Ruminations

Blog dedicated primarily to randomly selected news items; comments reflecting personal perceptions

Saturday, August 19, 2017

PPOIT (probiotic with peanut oral immunotherapy) Immunotherapy

"These children had been eating peanut freely in their diet without having to follow any particular program of peanut intake in the years after treatment was completed."
"This is a major step forward in identifying an effective treatment to address the food allergy problem in Western societies."
"The importance of this finding is that these children [in her study] were able to eat peanuts, like children who don't have peanut allergy, and still maintain their tolerant state, protected against reactions to peanut."
Professor Mimi Tang, immunologist/allergist, Murdoch Children's Research Institute, Australia
Peanuts
The peanut allergy cure is designed to reprogram the immune system’s response. Photograph: Josh Westrich/Getty Images

Professor Tang designed a research trial where 48 children were given the probiotic Lactobacillus rhamnosus as well as peanuts in steadily increasing amounts daily for a 18-month period, to enable the building of a tolerance for peanuts. A placebo trial took place as well, the aftermath of which was that four percent only of the children in the trial were judged to be tolerant to peanuts post-trial. (At the original trial's conclusion in 2013, 82% of children who received the immunotherapy treatment were deemed tolerant to peanuts, compared with just 4% in the placebo group.)

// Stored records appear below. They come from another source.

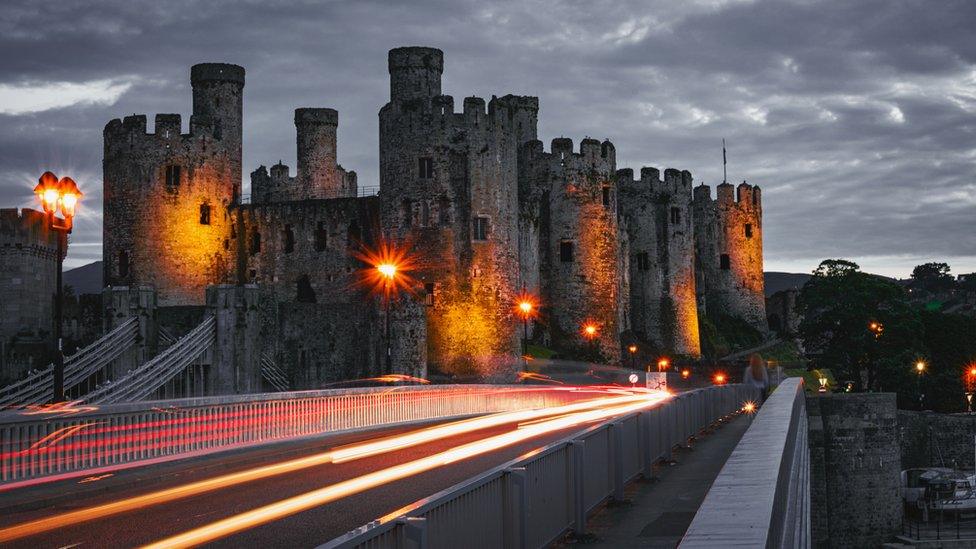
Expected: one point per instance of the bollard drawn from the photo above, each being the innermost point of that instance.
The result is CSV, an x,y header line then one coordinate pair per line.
x,y
578,458
414,532
515,511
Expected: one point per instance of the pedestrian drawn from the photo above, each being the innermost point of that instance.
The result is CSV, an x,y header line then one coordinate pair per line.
x,y
756,375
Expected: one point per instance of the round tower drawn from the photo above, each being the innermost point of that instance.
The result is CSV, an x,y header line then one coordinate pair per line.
x,y
415,72
317,165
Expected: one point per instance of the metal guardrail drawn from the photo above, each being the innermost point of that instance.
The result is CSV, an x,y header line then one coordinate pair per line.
x,y
144,380
36,389
534,500
761,498
89,438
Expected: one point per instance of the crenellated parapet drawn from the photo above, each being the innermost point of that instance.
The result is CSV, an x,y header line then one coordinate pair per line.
x,y
319,174
167,193
728,237
579,246
658,218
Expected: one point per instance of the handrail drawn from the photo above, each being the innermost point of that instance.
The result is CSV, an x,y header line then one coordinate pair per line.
x,y
513,505
761,498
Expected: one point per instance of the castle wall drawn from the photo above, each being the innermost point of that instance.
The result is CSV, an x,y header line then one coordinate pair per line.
x,y
728,252
28,282
167,194
319,175
579,242
660,230
445,177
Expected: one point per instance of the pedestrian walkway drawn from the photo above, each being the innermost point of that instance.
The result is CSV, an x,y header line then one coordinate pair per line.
x,y
659,511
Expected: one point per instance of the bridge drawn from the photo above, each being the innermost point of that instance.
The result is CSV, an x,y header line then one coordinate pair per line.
x,y
427,466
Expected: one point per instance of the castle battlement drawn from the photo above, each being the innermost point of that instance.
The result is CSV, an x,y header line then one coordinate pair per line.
x,y
745,196
592,155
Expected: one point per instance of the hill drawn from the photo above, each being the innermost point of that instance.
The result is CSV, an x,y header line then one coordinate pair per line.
x,y
86,279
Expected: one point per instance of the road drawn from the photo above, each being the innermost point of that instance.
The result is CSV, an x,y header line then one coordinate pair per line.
x,y
306,528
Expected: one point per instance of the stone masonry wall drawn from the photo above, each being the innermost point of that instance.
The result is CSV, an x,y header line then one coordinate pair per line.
x,y
28,281
579,242
730,227
659,225
448,190
167,194
855,469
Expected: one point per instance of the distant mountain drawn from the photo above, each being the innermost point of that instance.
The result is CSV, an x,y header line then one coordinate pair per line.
x,y
86,279
776,282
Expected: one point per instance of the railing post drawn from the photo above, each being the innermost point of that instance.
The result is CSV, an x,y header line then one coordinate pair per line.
x,y
578,457
414,532
617,459
515,513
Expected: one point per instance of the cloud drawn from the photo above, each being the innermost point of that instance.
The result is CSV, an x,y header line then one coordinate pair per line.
x,y
31,97
858,119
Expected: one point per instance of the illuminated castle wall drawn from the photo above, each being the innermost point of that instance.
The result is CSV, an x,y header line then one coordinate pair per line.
x,y
167,194
487,212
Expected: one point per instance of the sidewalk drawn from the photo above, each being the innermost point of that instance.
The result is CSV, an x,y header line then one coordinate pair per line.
x,y
660,511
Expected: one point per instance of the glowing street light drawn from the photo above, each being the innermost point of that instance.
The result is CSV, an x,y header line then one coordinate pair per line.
x,y
919,369
526,306
54,195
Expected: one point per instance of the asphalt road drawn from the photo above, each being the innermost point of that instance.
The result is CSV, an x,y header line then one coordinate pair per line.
x,y
304,529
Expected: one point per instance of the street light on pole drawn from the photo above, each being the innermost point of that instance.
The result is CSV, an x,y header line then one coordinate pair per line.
x,y
55,195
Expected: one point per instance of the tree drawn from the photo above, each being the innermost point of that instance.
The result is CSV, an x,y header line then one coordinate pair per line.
x,y
932,277
838,305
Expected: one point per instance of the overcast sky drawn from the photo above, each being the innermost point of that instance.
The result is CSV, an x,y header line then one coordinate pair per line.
x,y
857,119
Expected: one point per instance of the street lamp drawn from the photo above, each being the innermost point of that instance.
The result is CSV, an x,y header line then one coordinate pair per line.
x,y
55,195
525,308
919,369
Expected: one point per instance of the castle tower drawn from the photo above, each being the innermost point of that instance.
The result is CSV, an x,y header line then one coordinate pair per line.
x,y
167,194
658,217
728,252
28,255
579,243
449,185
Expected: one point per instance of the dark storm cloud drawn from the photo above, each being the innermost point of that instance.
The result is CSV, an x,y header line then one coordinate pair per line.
x,y
856,118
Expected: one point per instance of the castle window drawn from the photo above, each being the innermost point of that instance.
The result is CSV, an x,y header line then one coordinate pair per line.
x,y
566,251
123,264
444,211
321,237
407,212
481,228
255,242
643,262
425,167
172,178
289,237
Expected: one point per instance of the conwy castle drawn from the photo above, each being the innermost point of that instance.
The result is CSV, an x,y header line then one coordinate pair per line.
x,y
486,212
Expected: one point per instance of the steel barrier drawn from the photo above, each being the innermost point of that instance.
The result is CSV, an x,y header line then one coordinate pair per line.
x,y
536,499
761,498
80,437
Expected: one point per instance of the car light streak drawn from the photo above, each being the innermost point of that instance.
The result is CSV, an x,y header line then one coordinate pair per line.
x,y
308,500
338,455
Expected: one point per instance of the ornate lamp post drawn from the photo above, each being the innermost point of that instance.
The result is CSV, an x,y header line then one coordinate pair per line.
x,y
57,195
919,369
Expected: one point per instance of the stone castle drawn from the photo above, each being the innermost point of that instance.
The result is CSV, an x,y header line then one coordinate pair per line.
x,y
486,212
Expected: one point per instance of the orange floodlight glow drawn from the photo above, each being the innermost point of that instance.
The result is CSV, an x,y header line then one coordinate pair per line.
x,y
389,268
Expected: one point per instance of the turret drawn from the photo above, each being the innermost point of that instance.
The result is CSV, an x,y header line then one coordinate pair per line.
x,y
415,72
316,131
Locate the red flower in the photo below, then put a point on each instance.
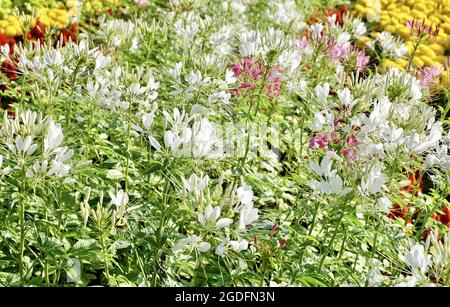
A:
(444, 217)
(9, 69)
(37, 33)
(69, 34)
(7, 40)
(414, 188)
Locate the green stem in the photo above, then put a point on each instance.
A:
(128, 151)
(413, 54)
(159, 234)
(330, 245)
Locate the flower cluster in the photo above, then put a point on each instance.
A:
(408, 20)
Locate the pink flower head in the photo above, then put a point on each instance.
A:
(352, 140)
(302, 43)
(141, 2)
(362, 60)
(349, 154)
(447, 63)
(338, 52)
(429, 75)
(318, 141)
(237, 69)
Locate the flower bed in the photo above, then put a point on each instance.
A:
(246, 143)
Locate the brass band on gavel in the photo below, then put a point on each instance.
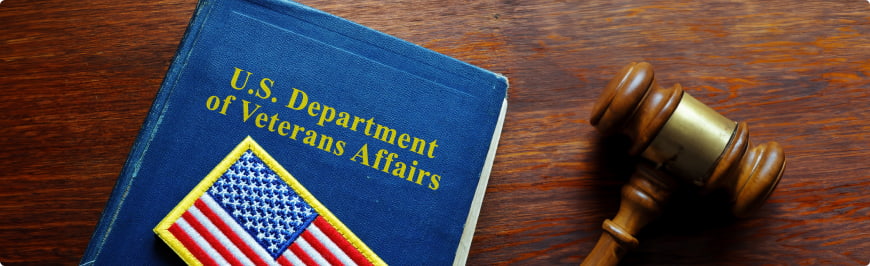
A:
(682, 139)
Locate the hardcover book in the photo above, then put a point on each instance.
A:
(285, 135)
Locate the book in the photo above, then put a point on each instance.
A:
(284, 134)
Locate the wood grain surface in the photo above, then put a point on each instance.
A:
(78, 78)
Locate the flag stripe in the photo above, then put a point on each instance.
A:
(308, 249)
(284, 261)
(188, 243)
(224, 241)
(304, 258)
(329, 244)
(204, 253)
(342, 242)
(199, 230)
(229, 227)
(319, 248)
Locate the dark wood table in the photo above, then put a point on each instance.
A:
(78, 78)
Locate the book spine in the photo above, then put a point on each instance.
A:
(146, 134)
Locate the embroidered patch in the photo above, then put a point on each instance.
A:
(250, 211)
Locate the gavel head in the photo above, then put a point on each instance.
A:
(687, 139)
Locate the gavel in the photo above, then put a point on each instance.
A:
(683, 142)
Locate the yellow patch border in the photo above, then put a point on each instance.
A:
(162, 228)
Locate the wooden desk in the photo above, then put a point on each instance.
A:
(78, 78)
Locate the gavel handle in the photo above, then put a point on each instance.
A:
(642, 199)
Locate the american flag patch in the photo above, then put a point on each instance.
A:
(250, 211)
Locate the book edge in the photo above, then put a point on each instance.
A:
(464, 246)
(147, 132)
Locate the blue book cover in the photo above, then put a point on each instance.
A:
(285, 135)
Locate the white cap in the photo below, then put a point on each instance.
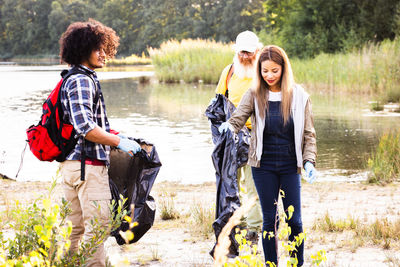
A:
(246, 41)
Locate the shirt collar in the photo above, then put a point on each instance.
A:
(92, 72)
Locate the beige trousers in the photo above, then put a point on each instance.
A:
(88, 200)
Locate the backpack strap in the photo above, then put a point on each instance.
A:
(228, 78)
(66, 74)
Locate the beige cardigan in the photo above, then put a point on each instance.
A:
(305, 140)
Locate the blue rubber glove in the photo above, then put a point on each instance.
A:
(311, 172)
(223, 127)
(212, 101)
(122, 136)
(129, 146)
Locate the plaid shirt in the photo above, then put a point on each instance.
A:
(77, 96)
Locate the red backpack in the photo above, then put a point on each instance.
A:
(52, 138)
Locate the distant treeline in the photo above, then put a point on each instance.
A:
(304, 28)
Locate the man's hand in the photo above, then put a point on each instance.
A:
(129, 146)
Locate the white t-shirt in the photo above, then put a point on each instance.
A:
(274, 96)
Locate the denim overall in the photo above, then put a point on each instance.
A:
(278, 170)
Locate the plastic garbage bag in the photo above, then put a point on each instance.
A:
(230, 153)
(133, 178)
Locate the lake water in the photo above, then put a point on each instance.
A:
(172, 117)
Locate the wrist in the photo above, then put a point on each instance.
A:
(305, 162)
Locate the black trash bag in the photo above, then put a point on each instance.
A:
(230, 153)
(133, 178)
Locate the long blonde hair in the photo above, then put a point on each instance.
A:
(278, 55)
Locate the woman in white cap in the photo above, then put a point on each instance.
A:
(282, 142)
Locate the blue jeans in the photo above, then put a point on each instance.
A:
(269, 178)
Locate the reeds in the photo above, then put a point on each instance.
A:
(131, 60)
(190, 60)
(375, 69)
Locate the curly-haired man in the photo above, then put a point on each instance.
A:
(86, 46)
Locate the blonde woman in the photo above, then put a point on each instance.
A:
(282, 142)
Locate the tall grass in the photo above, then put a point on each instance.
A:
(375, 69)
(131, 60)
(385, 161)
(381, 232)
(190, 60)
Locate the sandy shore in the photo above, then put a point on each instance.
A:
(176, 243)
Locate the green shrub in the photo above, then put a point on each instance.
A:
(167, 207)
(40, 235)
(374, 69)
(190, 60)
(384, 163)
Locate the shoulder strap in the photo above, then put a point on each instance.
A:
(228, 78)
(75, 70)
(65, 74)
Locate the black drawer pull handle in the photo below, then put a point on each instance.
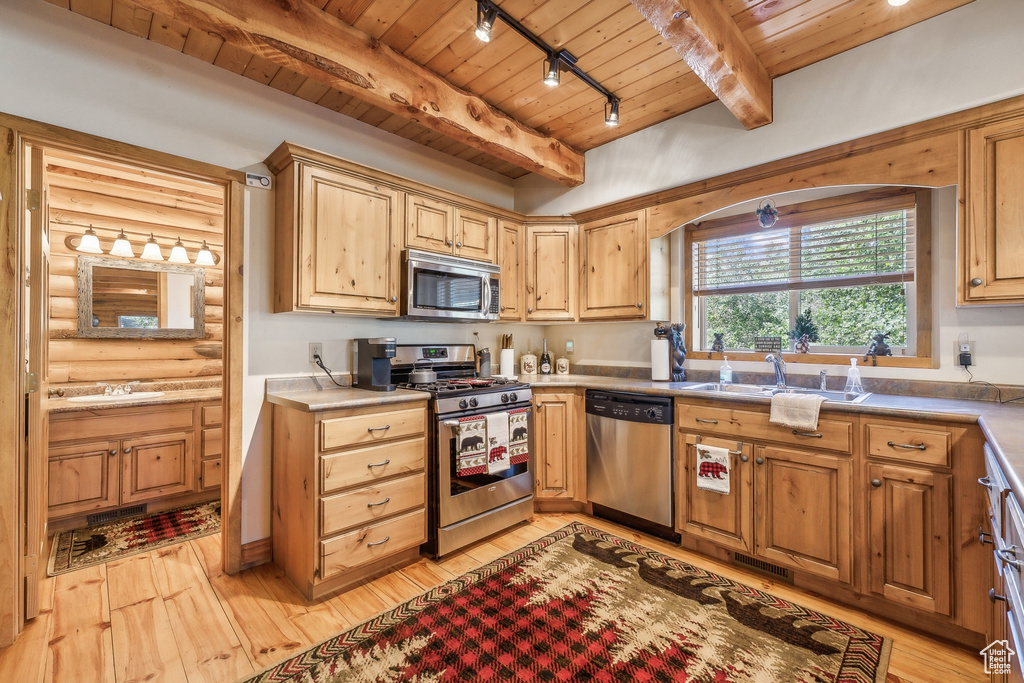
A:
(911, 446)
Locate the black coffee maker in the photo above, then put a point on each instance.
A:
(373, 364)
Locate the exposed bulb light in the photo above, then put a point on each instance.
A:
(205, 256)
(485, 15)
(122, 247)
(178, 254)
(89, 244)
(152, 250)
(611, 112)
(551, 70)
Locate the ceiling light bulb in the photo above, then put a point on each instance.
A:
(89, 243)
(611, 112)
(178, 254)
(551, 71)
(205, 256)
(485, 16)
(122, 247)
(152, 250)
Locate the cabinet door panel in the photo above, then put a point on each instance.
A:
(157, 466)
(349, 255)
(993, 242)
(474, 235)
(511, 258)
(429, 224)
(614, 268)
(804, 511)
(910, 537)
(725, 519)
(82, 478)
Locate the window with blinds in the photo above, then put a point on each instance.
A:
(873, 249)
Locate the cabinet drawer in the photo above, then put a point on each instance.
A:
(368, 505)
(210, 474)
(351, 550)
(213, 442)
(373, 464)
(212, 416)
(372, 427)
(915, 444)
(832, 434)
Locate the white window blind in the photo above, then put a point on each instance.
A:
(871, 249)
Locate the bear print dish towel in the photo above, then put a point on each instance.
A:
(713, 468)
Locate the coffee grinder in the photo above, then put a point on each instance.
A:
(373, 364)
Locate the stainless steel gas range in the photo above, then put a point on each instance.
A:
(470, 497)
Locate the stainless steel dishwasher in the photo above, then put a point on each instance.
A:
(629, 460)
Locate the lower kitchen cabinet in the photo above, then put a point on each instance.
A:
(349, 494)
(558, 441)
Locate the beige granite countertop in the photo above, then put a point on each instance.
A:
(54, 406)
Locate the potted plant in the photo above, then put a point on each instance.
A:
(805, 331)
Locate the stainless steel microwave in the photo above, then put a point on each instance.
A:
(444, 288)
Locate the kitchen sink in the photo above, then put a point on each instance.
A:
(115, 397)
(767, 391)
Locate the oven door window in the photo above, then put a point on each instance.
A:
(445, 291)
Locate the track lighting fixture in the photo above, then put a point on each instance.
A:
(485, 15)
(611, 112)
(555, 61)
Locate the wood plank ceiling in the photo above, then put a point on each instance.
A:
(612, 41)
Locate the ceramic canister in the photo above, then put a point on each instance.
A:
(527, 364)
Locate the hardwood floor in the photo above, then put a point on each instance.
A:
(171, 614)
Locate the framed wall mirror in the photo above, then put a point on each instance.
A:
(123, 299)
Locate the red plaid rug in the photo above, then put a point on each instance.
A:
(584, 605)
(85, 547)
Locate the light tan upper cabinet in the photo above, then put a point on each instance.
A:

Her goal was to create a treatment protocol whereby children with severe peanut reactions where death could ensue if a child inadvertently consumed peanuts, would have the end effect of building immunity to such reactions, enabling children to eat a normal diet, including peanuts. Those children involved in the treatment protocol did indeed build the desired immunity to reaction, going on to eat peanuts without fear or consequences. The results of this study were published in Lancet Child & Adolescent Health.

The treatment's immune effects lasted for years following the original study, with close to 80 percent of child participants remaining free of peanut reactions four years on. This is a giant step forward given the fact that in recent decades peanut allergies have dramatically increased particularly in Western countries, given that the anaphylactic shock that threatens untreated children has the potential to kill them.

One in thirteen Canadians suffer a food allergy, according to AllerGen NCE Inc., with 1.93 percent -- over 700,000 people -- encumbered with a serious peanut allergy. After Professor Tang's experimental study, her four-year follow-up revealed that the majority of the children completing the study had been enjoying peanuts free of concerns, with over half of the group consuming "moderate- to-large" amounts with no ill effects.

The fact that the probiotic regimen resulted in 82 percent of children with peanut allergies involved with the clinical trial becoming free to eat the legume, bypassing its former allergic effect represented a stunning success. One that leads to hope that further allergy treatment may present with a permanent cure for the allergy to peanuts.